American Cities Stuck With Part of Tab for Congress Tax Cuts

(Bloomberg) -- Congress’s plan to cut taxes by more than $1 trillion sends part of the bill to America’s states and cities.

The Republican-led House Thursday passed its version of a tax-code overhaul that pulls the tax-exemption from investments in so-called private activity bonds that finance projects like airports, water facilities and roads, promising to make financing tens of billions of dollars worth of public works each year more expensive. And, like the Senate’s plan, it would do away with advanced refundings, a technique municipalities frequently use to refinance their debt when interest rates fall.
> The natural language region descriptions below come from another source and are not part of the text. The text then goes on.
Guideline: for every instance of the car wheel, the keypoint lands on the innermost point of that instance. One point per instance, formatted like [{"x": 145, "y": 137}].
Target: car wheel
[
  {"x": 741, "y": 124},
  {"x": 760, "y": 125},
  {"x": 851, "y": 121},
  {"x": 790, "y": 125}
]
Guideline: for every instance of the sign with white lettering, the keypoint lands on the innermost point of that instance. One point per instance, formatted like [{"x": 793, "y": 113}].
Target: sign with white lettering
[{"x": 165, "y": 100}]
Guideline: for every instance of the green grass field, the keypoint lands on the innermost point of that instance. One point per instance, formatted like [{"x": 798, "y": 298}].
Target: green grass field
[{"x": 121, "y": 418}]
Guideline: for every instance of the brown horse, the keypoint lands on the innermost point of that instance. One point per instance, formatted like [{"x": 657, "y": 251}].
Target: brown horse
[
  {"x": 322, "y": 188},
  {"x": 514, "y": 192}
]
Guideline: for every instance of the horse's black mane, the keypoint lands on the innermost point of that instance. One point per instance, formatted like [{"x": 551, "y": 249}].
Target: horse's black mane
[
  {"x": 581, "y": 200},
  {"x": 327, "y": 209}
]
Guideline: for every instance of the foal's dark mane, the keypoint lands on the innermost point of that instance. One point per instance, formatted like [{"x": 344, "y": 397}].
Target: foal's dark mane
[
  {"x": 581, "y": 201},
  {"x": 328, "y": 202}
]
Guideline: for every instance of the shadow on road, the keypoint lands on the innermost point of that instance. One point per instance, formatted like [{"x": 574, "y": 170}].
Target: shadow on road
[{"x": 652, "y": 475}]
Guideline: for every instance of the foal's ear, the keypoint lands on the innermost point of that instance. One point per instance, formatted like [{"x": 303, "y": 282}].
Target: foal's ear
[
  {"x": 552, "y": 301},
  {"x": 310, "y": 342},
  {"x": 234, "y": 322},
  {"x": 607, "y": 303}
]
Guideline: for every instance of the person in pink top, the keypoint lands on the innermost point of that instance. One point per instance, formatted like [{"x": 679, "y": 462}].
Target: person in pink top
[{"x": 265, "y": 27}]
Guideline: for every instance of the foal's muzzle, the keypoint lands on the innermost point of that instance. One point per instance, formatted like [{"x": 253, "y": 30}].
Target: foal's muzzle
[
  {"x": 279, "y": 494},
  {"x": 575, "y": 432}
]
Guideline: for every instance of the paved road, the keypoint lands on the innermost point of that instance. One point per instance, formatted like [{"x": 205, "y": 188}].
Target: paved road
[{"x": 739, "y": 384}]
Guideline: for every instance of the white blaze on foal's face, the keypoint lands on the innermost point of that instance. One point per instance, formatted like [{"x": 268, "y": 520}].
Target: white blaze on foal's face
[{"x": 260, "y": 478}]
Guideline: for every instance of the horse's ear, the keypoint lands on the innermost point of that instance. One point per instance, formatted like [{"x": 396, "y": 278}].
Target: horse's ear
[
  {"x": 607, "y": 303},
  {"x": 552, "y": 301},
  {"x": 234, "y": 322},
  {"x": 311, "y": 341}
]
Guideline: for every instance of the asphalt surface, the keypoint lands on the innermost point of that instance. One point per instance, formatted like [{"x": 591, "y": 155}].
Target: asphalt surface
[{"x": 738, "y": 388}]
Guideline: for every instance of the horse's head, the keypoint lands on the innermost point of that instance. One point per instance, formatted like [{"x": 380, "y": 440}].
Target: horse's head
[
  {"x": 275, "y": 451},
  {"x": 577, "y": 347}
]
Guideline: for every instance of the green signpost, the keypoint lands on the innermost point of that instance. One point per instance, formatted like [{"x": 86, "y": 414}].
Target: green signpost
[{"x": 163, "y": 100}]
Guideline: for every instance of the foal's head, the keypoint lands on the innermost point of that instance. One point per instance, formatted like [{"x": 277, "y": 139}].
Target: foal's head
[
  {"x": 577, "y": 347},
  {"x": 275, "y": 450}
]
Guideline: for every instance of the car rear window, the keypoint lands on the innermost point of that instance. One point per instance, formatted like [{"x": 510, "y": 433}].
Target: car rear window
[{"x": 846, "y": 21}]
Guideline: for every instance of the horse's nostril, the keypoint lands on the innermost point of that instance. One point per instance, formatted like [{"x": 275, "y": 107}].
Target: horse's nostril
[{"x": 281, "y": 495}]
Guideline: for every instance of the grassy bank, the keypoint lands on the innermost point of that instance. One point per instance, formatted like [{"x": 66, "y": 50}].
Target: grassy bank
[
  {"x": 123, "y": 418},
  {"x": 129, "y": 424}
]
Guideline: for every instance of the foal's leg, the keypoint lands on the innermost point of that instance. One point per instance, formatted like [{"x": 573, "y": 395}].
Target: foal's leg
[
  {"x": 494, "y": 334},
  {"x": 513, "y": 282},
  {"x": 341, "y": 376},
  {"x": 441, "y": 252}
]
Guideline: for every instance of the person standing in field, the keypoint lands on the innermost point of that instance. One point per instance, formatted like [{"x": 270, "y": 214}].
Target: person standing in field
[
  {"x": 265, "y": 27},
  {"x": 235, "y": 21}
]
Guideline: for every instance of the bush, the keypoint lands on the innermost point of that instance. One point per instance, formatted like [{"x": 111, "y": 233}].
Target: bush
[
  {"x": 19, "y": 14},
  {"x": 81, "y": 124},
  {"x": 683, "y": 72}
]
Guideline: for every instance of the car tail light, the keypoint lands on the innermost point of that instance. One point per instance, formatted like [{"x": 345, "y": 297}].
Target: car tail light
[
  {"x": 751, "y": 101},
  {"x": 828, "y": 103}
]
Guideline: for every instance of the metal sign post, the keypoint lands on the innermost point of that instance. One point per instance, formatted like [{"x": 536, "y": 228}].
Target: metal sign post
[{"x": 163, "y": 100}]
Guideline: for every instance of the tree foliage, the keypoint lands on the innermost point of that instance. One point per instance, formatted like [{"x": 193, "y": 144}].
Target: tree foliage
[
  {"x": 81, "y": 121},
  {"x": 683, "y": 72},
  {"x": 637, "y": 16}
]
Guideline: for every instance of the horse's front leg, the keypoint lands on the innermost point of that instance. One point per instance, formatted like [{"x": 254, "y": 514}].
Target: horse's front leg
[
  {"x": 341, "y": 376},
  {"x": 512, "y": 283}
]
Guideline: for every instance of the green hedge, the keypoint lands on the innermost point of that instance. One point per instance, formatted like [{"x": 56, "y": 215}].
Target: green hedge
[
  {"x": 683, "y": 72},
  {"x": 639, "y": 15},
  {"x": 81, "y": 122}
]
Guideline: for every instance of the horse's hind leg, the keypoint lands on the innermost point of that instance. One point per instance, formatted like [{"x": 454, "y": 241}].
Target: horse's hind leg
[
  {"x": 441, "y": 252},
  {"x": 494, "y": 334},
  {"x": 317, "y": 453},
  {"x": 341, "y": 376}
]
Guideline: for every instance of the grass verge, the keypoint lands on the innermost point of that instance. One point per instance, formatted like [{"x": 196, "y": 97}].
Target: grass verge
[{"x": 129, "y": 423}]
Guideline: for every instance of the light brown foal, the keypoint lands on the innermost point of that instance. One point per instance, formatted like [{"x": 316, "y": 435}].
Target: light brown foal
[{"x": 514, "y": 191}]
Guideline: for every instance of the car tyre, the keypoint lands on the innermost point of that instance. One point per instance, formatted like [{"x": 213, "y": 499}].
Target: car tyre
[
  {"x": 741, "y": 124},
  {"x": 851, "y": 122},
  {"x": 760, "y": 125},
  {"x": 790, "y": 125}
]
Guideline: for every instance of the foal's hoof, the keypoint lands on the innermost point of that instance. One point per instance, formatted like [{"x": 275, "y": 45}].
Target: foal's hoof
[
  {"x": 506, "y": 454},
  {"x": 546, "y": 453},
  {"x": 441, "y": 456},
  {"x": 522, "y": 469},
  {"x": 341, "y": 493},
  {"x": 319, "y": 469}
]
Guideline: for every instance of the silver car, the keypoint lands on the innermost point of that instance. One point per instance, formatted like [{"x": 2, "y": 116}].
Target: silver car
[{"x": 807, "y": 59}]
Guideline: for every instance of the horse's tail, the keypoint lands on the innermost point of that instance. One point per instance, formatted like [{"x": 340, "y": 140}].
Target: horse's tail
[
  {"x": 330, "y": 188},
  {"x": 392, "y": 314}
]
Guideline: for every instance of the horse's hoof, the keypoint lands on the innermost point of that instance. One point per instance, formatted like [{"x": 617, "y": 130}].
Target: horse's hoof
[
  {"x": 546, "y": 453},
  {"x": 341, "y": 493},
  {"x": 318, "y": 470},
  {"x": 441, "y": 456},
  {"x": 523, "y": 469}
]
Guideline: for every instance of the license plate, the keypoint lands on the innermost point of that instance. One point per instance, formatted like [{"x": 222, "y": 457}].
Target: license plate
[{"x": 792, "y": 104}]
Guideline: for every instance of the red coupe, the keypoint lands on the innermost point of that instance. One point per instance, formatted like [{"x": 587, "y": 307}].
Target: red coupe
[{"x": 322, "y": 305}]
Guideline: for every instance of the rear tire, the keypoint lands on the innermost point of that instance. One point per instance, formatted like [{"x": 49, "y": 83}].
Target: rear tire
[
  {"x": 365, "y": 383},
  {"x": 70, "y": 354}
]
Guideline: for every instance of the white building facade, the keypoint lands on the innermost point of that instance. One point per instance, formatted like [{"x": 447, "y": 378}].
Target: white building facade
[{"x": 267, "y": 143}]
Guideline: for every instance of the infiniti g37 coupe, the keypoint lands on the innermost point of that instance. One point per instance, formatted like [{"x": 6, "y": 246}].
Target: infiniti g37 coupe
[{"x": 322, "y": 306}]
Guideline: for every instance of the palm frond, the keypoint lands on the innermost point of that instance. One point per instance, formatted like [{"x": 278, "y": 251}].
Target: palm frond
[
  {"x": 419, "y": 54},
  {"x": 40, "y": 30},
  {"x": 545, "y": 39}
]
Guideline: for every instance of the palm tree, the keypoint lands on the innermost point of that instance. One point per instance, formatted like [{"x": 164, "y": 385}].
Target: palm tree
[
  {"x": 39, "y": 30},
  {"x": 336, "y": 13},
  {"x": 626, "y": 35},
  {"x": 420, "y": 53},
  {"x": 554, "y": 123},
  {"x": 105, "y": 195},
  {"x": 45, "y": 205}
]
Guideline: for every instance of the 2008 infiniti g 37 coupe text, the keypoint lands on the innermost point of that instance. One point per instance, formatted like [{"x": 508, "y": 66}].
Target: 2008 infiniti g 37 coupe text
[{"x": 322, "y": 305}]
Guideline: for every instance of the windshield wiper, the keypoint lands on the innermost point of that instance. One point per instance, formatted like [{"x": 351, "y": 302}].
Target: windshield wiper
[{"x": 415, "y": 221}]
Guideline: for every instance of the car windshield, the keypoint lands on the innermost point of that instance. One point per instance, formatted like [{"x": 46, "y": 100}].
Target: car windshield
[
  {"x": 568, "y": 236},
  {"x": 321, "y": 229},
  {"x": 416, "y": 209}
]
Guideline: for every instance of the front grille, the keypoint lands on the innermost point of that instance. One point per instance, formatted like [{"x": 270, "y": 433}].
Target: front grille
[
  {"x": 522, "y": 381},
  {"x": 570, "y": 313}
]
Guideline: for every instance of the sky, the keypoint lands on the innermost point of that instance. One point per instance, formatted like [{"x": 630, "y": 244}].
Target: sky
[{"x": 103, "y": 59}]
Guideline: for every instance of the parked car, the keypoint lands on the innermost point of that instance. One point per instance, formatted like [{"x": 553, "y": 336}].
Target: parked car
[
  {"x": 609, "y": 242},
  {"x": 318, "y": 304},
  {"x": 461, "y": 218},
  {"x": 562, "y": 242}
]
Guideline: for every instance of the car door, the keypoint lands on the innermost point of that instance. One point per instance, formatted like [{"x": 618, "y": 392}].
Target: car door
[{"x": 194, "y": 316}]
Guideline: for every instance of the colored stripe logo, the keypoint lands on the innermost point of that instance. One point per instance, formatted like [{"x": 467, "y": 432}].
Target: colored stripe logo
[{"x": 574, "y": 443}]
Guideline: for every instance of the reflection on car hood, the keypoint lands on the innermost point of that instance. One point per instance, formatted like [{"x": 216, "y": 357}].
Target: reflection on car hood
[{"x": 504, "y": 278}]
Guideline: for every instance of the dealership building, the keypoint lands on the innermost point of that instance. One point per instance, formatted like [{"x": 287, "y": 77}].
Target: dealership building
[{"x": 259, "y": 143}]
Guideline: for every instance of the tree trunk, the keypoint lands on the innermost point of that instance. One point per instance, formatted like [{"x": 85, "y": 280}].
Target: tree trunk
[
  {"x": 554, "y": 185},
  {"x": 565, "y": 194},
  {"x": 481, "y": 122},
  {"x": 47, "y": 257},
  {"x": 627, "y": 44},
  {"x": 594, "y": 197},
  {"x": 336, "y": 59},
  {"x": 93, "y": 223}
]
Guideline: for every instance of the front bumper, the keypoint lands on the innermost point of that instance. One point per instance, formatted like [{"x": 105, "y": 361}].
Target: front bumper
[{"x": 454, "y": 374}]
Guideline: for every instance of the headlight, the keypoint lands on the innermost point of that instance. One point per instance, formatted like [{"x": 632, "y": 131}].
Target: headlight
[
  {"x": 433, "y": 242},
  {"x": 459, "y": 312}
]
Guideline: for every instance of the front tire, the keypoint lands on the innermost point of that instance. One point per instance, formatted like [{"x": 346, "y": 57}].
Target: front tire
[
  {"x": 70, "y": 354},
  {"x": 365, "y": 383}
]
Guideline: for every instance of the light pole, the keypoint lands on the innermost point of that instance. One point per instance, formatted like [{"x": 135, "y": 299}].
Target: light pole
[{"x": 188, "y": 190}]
“The only thing that’s going to go up is the interest that you’re going to pay on that cost of capital,” said Columbia, South Carolina Mayor Stephen Benjamin, who is the chair of Municipal Bonds for America, a coalition lobbying to keep tax breaks on municipal borrowing. “The brunt of that will be born by ratepayers and taxpayers."

The measures don’t go all that far to cover the cost of tax cuts that will add an estimated $1.4 trillion to the federal deficit over the next decade. Doing away with private-activity bonds would save the federal government about $39 billion over the next decade because investors would steer their money into stocks, corporate bonds and other assets subject to the income tax, according to the estimates of the House bill by the Joint Tax Committee. Yanking the subsidies from refinancings would save less than $20 billion over that time.

But it will mean a lot to local governments. Advanced refundings saved them an estimated $11.8 billion in the five years through 2016, according to data compiled by the Government Finance Officers Association.

The proposed tax changes would likely result in higher interest costs for municipal borrowers and strain their budgets, according to S&P Global Ratings. Tax break or no, localities still need to build roads, maintain schools and keep the water running.

Without tax-exempt status, money for projects now financed with private activity bonds would be raised in the taxable bond market, where the cost is higher. For example, an A-rated municipality that issues $100 million in 30 year general-obligation bonds in the taxable market rather than the tax-exempt market would see an additional cost of 0.55 percentage points, or $16.5 million more over that term, according to calculations based on Bloomberg’s indexes.

While the Senate bill kept the tax-exemption for private activity bonds intact, both chambers’ bills have backed ending advanced refundings. If that happens, local governments lose a tool that helped them during times of revenue shortfalls, like the period after the onset of last decade’s recession, said John Hicks, executive director of the Washington-based National Association of State Budget Officers.

"It’s a disappointment and a surprise that advanced refundings are being proposed for repeal,” Hicks said. “It’s an opportunity loss.”